The IMF expects inflation in India to slow to 4.9% in the current year and 4.4% in the next fiscal year.
IMF growth forecasts are lower than those of the Reserve Bank of India (RBI). The central bank forecast GDP growth of 7% for the 2022-23 fiscal year and 6.4% for the current fiscal year which started on April 1.
Meanwhile, the international lender flagged concerns about inflation, debt and risks to the financial sector from rising interest rates.

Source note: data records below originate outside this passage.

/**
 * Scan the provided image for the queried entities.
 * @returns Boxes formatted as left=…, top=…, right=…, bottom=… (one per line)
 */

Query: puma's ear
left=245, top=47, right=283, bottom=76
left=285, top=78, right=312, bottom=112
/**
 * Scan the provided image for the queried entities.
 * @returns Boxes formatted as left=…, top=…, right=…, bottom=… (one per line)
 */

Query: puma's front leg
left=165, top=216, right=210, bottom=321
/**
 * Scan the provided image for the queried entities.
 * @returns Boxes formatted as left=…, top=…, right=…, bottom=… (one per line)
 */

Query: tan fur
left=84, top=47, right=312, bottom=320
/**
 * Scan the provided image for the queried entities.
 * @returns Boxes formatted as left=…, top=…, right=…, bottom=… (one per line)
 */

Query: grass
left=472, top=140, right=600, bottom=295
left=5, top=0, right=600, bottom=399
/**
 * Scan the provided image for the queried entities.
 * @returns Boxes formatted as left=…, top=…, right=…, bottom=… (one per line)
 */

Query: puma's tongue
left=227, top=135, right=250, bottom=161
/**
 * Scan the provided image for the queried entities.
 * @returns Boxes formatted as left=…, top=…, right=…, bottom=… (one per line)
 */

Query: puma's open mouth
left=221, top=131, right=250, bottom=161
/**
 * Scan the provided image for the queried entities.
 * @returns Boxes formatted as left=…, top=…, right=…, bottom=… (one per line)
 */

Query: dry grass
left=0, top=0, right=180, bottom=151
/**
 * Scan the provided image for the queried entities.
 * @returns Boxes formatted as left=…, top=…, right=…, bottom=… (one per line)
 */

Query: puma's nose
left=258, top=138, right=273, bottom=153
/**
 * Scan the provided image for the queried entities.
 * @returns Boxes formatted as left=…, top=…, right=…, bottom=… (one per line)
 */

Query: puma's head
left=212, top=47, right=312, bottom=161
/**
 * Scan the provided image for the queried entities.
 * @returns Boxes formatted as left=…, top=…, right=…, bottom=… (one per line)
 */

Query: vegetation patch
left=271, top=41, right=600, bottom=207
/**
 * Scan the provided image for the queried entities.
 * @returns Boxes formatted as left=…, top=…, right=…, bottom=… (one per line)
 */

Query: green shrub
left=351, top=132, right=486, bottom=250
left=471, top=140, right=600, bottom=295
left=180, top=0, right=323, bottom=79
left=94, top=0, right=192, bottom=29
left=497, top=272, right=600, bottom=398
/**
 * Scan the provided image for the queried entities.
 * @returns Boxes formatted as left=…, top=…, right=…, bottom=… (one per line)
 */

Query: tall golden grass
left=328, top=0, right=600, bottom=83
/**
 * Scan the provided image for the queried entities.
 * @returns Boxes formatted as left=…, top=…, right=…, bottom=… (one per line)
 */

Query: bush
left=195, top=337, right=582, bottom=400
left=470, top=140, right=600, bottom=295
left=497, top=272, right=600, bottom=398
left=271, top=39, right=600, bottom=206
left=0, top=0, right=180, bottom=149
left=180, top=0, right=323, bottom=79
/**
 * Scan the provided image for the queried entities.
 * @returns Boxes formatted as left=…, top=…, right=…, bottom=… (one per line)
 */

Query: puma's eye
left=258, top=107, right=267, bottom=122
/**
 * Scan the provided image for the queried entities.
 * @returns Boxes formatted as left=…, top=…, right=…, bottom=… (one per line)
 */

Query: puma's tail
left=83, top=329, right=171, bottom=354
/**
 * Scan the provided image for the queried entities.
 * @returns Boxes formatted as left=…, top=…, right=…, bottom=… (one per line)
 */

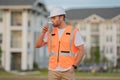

He warned that if banks reduced their lending further, global output would fall another 0.3 percentage points in 2023.
“Despite the whiplash from lower food and energy prices and improved supply chain functioning, risks are firm on the downside with heightened uncertainty from recent sector turmoil. financial,” the report said.
The IMF expects growth to bottom out at 2.8% in 2023, rising to 3% in 2024. Inflation is expected to remain high at 7% for the rest of the year, before falling back to 4.9% l ‘next year.
China’s growth rate is expected to be 5.2% in 2023 and 4.5% in 2024, compared to a growth rate of 3% in 2022.
The US growth forecast for 2023 is 1.6%, France’s 0.7%, while Germany and the UK are at -0.1% and -0.7 respectively. %.
Most countries, however, will avoid recession in 2023 despite the persistence of the COVID pandemic and tightening financing conditions as the Russian-Ukrainian war continues.